In fall 1970 he left IBM to embark on an entrepreneurial phase of his career, forming the Sunnyvale-based Amdahl Corporation, which made computers that ran IBM software but at a lower cost. The company was a success, known for its Amdahl 470 family of computers—many people considered the Amdahl 470V/6 the world’s highest-performing, highest-capacity business computer of its time. By 1979 Amdahl Corporation had proven itself a formidable competitor, having cornered 22 percent of the mainframe market.
In 1979 Amdahl’s role at the company shifted to that of chair emeritus and consultant. He retired in 1980 and turned his attentions to his next endeavor, Trilogy Systems Corporation, which acquired Elxsi in 1985. In 1987 he founded the computer systems company Andor International Ltd.
He was the author or coauthor of many publications and patents—on developments such as recognition of recorded intelligence, an analog-to-digital conversion device, message display and transmission system, stored logic computer, memory protection system, storage protection system, and the IBM System/360. In addition, he lectured at the NATO Summer School in France in 1969 and 1976.

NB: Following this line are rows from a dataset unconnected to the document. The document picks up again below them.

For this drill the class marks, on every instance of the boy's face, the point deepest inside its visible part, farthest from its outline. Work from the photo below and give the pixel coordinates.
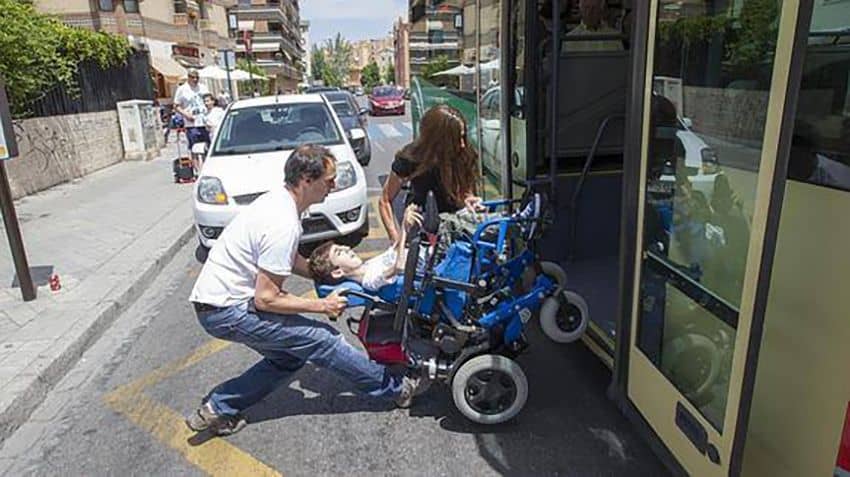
(344, 258)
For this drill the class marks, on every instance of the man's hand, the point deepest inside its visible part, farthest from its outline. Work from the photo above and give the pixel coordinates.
(333, 305)
(412, 217)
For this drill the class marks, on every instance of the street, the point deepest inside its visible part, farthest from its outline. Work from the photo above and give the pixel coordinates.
(119, 410)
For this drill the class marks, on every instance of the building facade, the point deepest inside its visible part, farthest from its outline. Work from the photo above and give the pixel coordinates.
(436, 30)
(401, 60)
(177, 33)
(269, 35)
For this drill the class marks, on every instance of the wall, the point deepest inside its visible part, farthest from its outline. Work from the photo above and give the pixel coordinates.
(57, 149)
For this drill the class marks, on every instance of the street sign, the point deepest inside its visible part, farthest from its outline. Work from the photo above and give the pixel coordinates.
(8, 145)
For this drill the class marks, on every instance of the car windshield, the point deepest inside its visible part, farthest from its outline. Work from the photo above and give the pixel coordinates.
(385, 91)
(343, 108)
(275, 127)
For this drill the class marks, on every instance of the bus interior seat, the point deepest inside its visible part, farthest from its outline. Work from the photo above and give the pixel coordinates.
(594, 86)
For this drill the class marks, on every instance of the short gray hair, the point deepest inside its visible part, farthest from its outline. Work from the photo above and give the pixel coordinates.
(307, 162)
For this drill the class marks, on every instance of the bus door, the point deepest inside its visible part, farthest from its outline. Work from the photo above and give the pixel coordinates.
(716, 76)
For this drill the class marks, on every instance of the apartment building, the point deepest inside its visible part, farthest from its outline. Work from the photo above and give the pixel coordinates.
(401, 55)
(436, 29)
(270, 34)
(177, 33)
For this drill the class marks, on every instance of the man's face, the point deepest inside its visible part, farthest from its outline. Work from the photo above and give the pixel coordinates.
(344, 258)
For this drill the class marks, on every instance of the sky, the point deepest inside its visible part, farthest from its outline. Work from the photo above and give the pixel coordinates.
(355, 19)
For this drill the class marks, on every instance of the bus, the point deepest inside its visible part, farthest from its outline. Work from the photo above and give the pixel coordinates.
(697, 153)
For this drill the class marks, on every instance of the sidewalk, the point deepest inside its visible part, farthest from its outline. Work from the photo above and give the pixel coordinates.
(107, 236)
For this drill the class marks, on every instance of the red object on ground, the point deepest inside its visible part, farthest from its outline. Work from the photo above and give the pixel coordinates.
(843, 461)
(53, 281)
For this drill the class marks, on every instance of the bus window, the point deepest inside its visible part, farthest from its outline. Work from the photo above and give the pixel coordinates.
(820, 147)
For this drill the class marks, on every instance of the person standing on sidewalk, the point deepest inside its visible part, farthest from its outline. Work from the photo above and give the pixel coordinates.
(189, 102)
(239, 297)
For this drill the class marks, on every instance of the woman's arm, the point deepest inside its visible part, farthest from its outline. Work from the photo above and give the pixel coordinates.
(385, 205)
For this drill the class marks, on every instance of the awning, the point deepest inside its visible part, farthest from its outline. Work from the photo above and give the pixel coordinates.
(167, 67)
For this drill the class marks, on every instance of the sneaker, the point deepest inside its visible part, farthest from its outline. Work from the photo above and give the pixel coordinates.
(205, 418)
(409, 389)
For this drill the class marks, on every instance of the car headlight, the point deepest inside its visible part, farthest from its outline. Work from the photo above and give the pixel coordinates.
(210, 191)
(346, 176)
(709, 161)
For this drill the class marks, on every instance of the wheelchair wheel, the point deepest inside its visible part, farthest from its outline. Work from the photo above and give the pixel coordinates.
(489, 389)
(564, 318)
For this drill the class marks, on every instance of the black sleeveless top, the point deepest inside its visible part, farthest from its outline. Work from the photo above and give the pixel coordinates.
(404, 166)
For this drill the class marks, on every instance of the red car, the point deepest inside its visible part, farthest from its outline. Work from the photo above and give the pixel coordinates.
(386, 100)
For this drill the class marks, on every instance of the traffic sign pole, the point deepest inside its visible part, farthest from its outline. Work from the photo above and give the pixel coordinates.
(9, 149)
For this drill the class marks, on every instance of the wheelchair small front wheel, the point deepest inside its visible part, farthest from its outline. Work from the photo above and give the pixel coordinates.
(564, 318)
(490, 389)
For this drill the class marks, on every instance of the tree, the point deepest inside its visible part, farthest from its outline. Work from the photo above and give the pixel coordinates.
(38, 52)
(338, 59)
(371, 75)
(437, 64)
(390, 74)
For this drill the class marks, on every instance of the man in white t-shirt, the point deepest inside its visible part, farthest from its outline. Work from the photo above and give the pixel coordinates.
(239, 297)
(189, 102)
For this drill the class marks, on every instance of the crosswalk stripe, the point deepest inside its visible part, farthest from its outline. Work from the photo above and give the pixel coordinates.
(389, 130)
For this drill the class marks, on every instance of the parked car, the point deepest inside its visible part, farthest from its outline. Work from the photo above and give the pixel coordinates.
(386, 100)
(248, 156)
(354, 121)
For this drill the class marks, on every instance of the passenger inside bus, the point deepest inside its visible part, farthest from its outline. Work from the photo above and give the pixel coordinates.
(593, 22)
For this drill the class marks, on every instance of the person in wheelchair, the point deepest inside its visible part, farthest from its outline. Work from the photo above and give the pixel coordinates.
(331, 263)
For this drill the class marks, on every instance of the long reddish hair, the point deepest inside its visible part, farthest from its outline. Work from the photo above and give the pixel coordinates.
(443, 144)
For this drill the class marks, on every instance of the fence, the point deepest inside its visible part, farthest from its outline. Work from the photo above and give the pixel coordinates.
(99, 89)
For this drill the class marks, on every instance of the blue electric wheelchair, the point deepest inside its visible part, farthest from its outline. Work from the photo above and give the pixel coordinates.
(458, 312)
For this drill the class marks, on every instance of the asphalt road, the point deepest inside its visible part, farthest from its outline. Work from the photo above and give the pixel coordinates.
(119, 411)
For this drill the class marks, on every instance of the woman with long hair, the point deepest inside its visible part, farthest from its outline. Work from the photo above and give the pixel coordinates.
(439, 160)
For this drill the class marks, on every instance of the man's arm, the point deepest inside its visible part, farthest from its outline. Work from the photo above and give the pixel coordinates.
(270, 297)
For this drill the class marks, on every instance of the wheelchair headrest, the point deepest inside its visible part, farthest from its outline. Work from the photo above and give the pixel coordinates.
(431, 218)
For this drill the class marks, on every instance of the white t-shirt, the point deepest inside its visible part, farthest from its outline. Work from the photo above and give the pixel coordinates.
(375, 268)
(192, 100)
(213, 119)
(264, 235)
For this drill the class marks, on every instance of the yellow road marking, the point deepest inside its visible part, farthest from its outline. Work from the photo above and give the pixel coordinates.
(214, 456)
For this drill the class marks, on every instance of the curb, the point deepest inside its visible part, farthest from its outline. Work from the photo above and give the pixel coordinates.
(79, 339)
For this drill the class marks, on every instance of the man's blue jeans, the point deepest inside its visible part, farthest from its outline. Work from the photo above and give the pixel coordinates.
(287, 342)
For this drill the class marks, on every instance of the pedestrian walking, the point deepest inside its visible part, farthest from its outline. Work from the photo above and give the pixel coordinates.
(189, 102)
(239, 296)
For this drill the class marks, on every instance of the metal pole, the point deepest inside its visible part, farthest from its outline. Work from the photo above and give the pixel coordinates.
(13, 232)
(553, 103)
(227, 68)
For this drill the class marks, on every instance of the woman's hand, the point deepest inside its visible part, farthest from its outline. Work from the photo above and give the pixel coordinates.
(412, 217)
(473, 203)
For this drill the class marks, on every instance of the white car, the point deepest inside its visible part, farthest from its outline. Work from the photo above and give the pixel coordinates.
(247, 159)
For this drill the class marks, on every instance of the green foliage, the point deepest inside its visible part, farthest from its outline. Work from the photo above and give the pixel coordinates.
(38, 52)
(437, 64)
(756, 34)
(390, 74)
(338, 59)
(371, 75)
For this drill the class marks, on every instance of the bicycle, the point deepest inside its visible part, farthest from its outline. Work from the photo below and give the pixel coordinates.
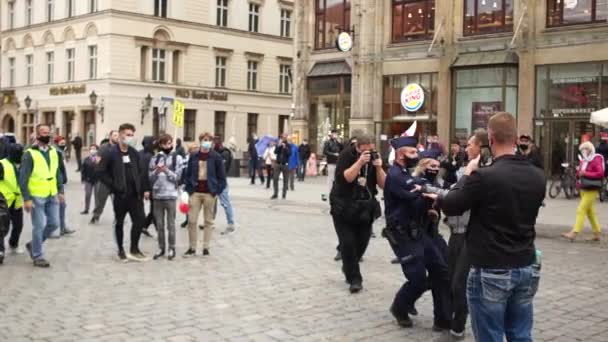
(565, 182)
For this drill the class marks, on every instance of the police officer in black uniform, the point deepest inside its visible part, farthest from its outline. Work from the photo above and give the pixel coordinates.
(407, 220)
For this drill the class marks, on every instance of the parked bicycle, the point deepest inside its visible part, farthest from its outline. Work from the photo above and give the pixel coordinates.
(565, 182)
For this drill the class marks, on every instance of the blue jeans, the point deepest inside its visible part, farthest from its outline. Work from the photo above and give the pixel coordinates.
(225, 203)
(45, 220)
(500, 303)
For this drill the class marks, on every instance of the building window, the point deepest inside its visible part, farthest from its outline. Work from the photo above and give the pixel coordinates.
(50, 8)
(413, 20)
(252, 124)
(160, 8)
(252, 75)
(481, 92)
(50, 66)
(220, 72)
(189, 124)
(93, 62)
(331, 17)
(219, 128)
(222, 13)
(11, 15)
(29, 69)
(562, 13)
(93, 6)
(487, 16)
(285, 23)
(285, 79)
(28, 12)
(254, 17)
(11, 72)
(70, 53)
(70, 8)
(158, 65)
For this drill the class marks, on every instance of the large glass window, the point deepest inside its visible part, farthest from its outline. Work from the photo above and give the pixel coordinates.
(331, 17)
(480, 93)
(487, 16)
(413, 19)
(571, 12)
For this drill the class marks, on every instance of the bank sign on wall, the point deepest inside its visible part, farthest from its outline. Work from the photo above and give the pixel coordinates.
(412, 97)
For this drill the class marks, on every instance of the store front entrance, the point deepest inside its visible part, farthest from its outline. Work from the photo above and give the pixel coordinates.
(558, 141)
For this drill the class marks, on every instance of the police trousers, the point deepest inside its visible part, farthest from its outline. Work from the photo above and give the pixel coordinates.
(429, 255)
(353, 241)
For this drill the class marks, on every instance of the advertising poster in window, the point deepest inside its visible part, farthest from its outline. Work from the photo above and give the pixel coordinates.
(482, 112)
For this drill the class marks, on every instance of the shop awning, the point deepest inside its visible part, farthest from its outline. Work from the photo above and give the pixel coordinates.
(330, 69)
(486, 58)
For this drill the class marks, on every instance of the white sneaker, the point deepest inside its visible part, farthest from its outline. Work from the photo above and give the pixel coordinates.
(17, 250)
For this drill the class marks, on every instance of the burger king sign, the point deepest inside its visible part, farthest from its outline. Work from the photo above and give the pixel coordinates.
(412, 97)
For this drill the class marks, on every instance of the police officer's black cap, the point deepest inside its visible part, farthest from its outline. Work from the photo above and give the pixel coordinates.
(404, 142)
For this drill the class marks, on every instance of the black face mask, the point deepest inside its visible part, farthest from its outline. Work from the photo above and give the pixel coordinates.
(431, 175)
(45, 140)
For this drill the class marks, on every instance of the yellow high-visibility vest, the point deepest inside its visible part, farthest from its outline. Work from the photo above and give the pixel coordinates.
(43, 181)
(9, 187)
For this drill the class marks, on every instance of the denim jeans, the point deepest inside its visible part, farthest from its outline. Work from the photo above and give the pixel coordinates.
(500, 303)
(45, 220)
(225, 203)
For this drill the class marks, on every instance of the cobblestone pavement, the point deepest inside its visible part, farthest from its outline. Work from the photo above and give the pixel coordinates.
(274, 280)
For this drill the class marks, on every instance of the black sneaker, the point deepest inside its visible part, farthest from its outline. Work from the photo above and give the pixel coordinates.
(42, 263)
(171, 255)
(122, 256)
(403, 321)
(189, 253)
(28, 246)
(159, 254)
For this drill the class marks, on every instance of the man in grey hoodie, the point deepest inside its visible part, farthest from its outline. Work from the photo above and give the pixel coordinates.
(165, 172)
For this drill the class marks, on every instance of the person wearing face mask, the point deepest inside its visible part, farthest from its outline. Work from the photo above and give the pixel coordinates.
(407, 215)
(165, 172)
(529, 151)
(205, 179)
(88, 176)
(122, 170)
(353, 203)
(9, 188)
(41, 183)
(102, 192)
(60, 144)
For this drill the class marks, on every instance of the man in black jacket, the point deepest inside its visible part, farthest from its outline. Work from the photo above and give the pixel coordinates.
(504, 200)
(304, 152)
(122, 170)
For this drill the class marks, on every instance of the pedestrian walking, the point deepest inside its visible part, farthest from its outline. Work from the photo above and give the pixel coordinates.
(281, 167)
(60, 144)
(165, 173)
(122, 170)
(102, 192)
(589, 181)
(294, 161)
(77, 145)
(88, 177)
(224, 197)
(354, 207)
(504, 201)
(304, 154)
(41, 184)
(270, 159)
(205, 179)
(11, 193)
(331, 151)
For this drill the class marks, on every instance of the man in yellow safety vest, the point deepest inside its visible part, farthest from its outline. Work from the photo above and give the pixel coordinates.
(42, 188)
(9, 188)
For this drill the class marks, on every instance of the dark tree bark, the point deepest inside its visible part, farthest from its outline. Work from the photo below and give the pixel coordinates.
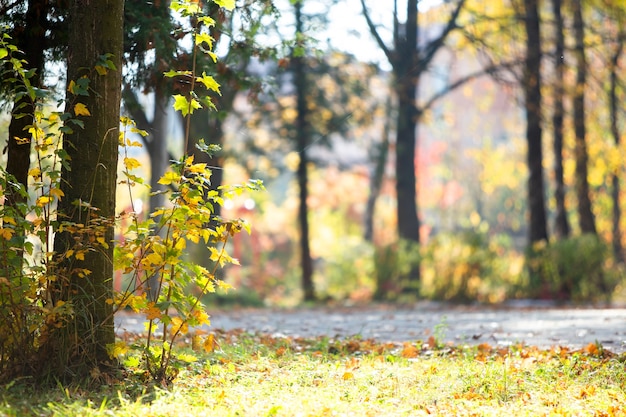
(377, 176)
(302, 140)
(561, 224)
(614, 106)
(79, 347)
(31, 39)
(533, 102)
(409, 61)
(585, 215)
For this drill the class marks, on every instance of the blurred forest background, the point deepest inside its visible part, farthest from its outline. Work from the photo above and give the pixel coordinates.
(454, 150)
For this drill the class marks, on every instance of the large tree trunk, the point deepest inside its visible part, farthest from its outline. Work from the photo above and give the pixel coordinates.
(561, 224)
(79, 347)
(407, 71)
(31, 39)
(585, 215)
(532, 94)
(302, 139)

His influence on computer science teaching and practice will extend through the foreseeable future thanks to Amdahl’s law. Although he proposed the law in 1967 for parallel computing, it has been generalized to relate the maximum overall improvement in speed that can flow from improving a component’s speed. Amdahl’s law is simple, elegant, and amazingly useful.
Among his many honors, Amdahl was elected to the National Academy of Engineering in 1967. He served on the Academies’ Committee on Materials for High-Density Electronic Packaging (1987–90) and the NAE’s Electrical Engineering– Communications/Computers/Control Peer Committee (1984– 87). He received the Data Processing Management Association’s Computer Sciences Man of the Year Award in 1976 and in 1980 was elected a member of the Quadrato della Radio (the Marconi Society) in Italy.
He was named a fellow of the Institute of Electrical and Electronics Engineers (IEEE) in 1970 and in 1976 received the IEEE Computer Society’s W. Wallace McDowell Award “for his contributions to the architecture and design of computer systems, and for his achievements in promoting advancements in the computer state of the art through business enterprise.” In 1987 he received the ACM-IEEE Computer Society EckertMauchly Award, given for contributions to computer and digital systems architecture, and in 1989 the IEEE Computer Entrepreneur Award “in recognition of his entrepreneurial efforts in the development of a strong and competitive mainframe industry.”
In 1973 he was cited in Business Week and Fortune magazines as one of the “brightest new stars rising to challenge the computer giant – IBM.” In 1979 he was elected a distinguished fellow of the British Computer Society in recognition of his work in computer design, and in 1998 he was named a fellow of the Computer History Museum “for his fundamental work in computer architecture and design, project management, and leadership.” In 1991 the London Times included him in its list of “The 1,000 Makers of the 20th Century.”
Amdahl’s personal life was shared with his wife Marian (née Quissell), who also hailed from rural South Dakota; they married in 1946. She survives him, as do their three children: daughters Delaine and Andrea and son Carlton; five grandchildren; and one great-grandchild.
On a personal note, I am the Gene M. Amdahl Professor of Computer Sciences at the University of Wisconsin–Madison. In 2013 I received a prestigious “named” professor title that I was encouraged to name after a luminary in my field. I chose Amdahl for his influence on my work and his Wisconsin connections, and he was pleased.